Being stockists of Pannar Seed has given them a foothold in the retail sector and from their stores they also sell fertiliser, agrichemicals, small implements and a variety of crop seeds from other companies.

Mr. Keneth Chintindi, the Pannar Seed representative for commercial farmers in Zambia, is well pleased with the maize produced by the Matukas. Photo: Jasper Raats

They also rent land from other landowners where possible, and in the case of field beans recently managed to harvest as much from rented fields as they did from their own. “We got 45 x 10 kg bags off our own fields and 46 bags from the fields we rented last year.”

The Matuka’s have a small livestock component to their operation which comprises 39 breeding cows, two bulls and 28 oxen. They hold back their male calves to make oxen, which they use with ox carts to ferry equipment, tools and produce around on the farm.

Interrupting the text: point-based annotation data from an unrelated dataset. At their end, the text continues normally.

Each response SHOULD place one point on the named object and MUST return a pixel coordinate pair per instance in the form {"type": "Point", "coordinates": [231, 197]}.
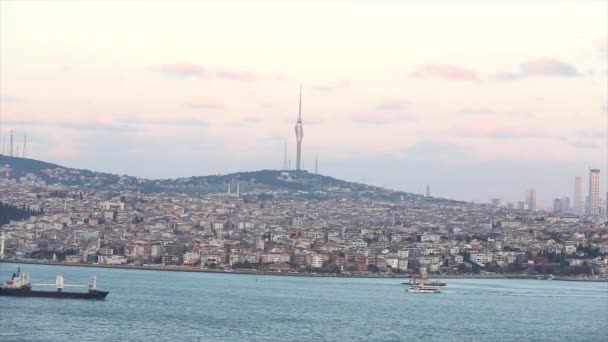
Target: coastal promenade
{"type": "Point", "coordinates": [300, 274]}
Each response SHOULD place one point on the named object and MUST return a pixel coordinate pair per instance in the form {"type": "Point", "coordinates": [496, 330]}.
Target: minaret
{"type": "Point", "coordinates": [299, 134]}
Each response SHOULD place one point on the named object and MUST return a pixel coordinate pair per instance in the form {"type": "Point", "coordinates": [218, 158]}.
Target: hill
{"type": "Point", "coordinates": [265, 183]}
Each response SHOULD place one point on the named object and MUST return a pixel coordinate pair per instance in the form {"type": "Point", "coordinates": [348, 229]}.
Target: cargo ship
{"type": "Point", "coordinates": [19, 286]}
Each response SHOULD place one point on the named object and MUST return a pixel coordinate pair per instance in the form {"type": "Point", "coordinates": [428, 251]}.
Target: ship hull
{"type": "Point", "coordinates": [26, 292]}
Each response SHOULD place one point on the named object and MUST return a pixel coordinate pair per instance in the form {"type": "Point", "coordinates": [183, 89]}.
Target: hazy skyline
{"type": "Point", "coordinates": [479, 100]}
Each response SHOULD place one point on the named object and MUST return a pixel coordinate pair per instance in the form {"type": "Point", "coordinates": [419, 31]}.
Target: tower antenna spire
{"type": "Point", "coordinates": [285, 167]}
{"type": "Point", "coordinates": [300, 106]}
{"type": "Point", "coordinates": [299, 134]}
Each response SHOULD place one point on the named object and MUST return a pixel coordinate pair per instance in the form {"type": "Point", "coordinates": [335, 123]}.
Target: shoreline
{"type": "Point", "coordinates": [290, 274]}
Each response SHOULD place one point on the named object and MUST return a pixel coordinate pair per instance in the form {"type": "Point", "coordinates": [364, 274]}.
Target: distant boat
{"type": "Point", "coordinates": [423, 289]}
{"type": "Point", "coordinates": [418, 281]}
{"type": "Point", "coordinates": [19, 286]}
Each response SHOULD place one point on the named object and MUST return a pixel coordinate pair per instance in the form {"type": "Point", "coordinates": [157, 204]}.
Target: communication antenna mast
{"type": "Point", "coordinates": [285, 167]}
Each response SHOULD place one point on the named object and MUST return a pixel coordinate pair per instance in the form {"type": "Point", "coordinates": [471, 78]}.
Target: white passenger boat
{"type": "Point", "coordinates": [423, 289]}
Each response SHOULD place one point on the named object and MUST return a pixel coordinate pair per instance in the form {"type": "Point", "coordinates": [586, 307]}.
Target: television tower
{"type": "Point", "coordinates": [299, 134]}
{"type": "Point", "coordinates": [285, 167]}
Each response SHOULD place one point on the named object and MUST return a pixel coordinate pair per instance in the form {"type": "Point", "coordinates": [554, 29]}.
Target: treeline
{"type": "Point", "coordinates": [10, 212]}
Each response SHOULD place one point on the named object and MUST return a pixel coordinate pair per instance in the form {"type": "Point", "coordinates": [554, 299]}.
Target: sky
{"type": "Point", "coordinates": [477, 99]}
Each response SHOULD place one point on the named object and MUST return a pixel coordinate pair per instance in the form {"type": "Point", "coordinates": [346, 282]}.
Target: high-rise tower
{"type": "Point", "coordinates": [531, 199]}
{"type": "Point", "coordinates": [578, 195]}
{"type": "Point", "coordinates": [594, 192]}
{"type": "Point", "coordinates": [299, 134]}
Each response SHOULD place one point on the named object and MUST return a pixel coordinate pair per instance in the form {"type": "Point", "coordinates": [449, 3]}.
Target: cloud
{"type": "Point", "coordinates": [236, 75]}
{"type": "Point", "coordinates": [342, 84]}
{"type": "Point", "coordinates": [446, 72]}
{"type": "Point", "coordinates": [505, 76]}
{"type": "Point", "coordinates": [204, 103]}
{"type": "Point", "coordinates": [548, 67]}
{"type": "Point", "coordinates": [601, 44]}
{"type": "Point", "coordinates": [392, 105]}
{"type": "Point", "coordinates": [433, 150]}
{"type": "Point", "coordinates": [9, 99]}
{"type": "Point", "coordinates": [173, 121]}
{"type": "Point", "coordinates": [491, 129]}
{"type": "Point", "coordinates": [591, 134]}
{"type": "Point", "coordinates": [252, 120]}
{"type": "Point", "coordinates": [477, 111]}
{"type": "Point", "coordinates": [183, 69]}
{"type": "Point", "coordinates": [381, 117]}
{"type": "Point", "coordinates": [186, 69]}
{"type": "Point", "coordinates": [90, 125]}
{"type": "Point", "coordinates": [584, 145]}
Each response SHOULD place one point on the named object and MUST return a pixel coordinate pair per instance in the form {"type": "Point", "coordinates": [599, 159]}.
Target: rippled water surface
{"type": "Point", "coordinates": [180, 306]}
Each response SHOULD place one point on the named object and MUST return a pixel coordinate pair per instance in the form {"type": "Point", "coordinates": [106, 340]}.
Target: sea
{"type": "Point", "coordinates": [148, 305]}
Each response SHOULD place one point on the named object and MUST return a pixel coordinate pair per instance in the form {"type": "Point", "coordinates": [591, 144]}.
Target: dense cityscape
{"type": "Point", "coordinates": [339, 228]}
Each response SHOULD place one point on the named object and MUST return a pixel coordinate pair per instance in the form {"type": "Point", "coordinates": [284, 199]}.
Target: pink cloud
{"type": "Point", "coordinates": [477, 111]}
{"type": "Point", "coordinates": [447, 72]}
{"type": "Point", "coordinates": [505, 76]}
{"type": "Point", "coordinates": [204, 103]}
{"type": "Point", "coordinates": [381, 117]}
{"type": "Point", "coordinates": [236, 75]}
{"type": "Point", "coordinates": [548, 67]}
{"type": "Point", "coordinates": [182, 69]}
{"type": "Point", "coordinates": [602, 46]}
{"type": "Point", "coordinates": [491, 129]}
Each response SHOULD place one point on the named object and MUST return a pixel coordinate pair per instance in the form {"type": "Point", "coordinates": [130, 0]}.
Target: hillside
{"type": "Point", "coordinates": [267, 183]}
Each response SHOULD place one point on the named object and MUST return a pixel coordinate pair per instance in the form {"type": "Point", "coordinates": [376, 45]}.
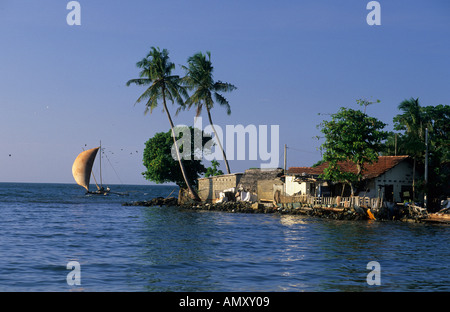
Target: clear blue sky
{"type": "Point", "coordinates": [62, 86]}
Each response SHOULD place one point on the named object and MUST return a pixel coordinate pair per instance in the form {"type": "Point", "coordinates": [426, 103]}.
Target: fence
{"type": "Point", "coordinates": [332, 201]}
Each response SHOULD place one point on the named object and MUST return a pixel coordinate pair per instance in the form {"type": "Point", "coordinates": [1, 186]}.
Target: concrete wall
{"type": "Point", "coordinates": [209, 188]}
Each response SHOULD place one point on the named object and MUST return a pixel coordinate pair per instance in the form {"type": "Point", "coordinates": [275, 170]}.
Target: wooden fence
{"type": "Point", "coordinates": [332, 201]}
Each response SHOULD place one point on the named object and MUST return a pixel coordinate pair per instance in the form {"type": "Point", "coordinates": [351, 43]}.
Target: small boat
{"type": "Point", "coordinates": [82, 170]}
{"type": "Point", "coordinates": [442, 216]}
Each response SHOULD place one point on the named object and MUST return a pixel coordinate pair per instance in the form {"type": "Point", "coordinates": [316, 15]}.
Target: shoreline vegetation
{"type": "Point", "coordinates": [402, 214]}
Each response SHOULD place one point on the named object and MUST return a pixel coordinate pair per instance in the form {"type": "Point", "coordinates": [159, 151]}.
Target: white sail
{"type": "Point", "coordinates": [82, 167]}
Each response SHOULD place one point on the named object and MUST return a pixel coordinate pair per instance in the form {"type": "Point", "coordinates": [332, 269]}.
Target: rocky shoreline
{"type": "Point", "coordinates": [246, 207]}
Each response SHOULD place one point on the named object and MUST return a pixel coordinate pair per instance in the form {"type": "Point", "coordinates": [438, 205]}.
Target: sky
{"type": "Point", "coordinates": [62, 87]}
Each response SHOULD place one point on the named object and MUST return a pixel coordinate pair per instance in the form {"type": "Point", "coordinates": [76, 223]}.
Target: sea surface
{"type": "Point", "coordinates": [43, 227]}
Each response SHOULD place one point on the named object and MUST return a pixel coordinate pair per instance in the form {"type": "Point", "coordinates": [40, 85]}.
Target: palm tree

They also let neighbours and other farmers borrow their oxen when they need to. They manage a near 100% calving rate on their breeding females thanks to a strict parasite control regime. “We spray for ticks once a week,” says Alex.

The Matukas have a small livestock component to their operation which comprises 39 breeding cows, two bulls and 28 oxen. Photo: Jasper Raats

Both of them learned the ropes of commercial agriculture at previous jobs when they worked for commecial farming operations. Alex used to work for Zambia Sugar and Agatha worked for Zambia Leaf Tobacco Company, which has equiped them well for their current jobs with the Department of Agriculture as extension officers. Alex is the extension officer for the Mkushi area and Agatha for the Luano district.

“We have copied on our farms, the systems and business practices we’ve learned from our previous employers,” says Alex. “We try to think commercially about everything we do,” adds Agatha.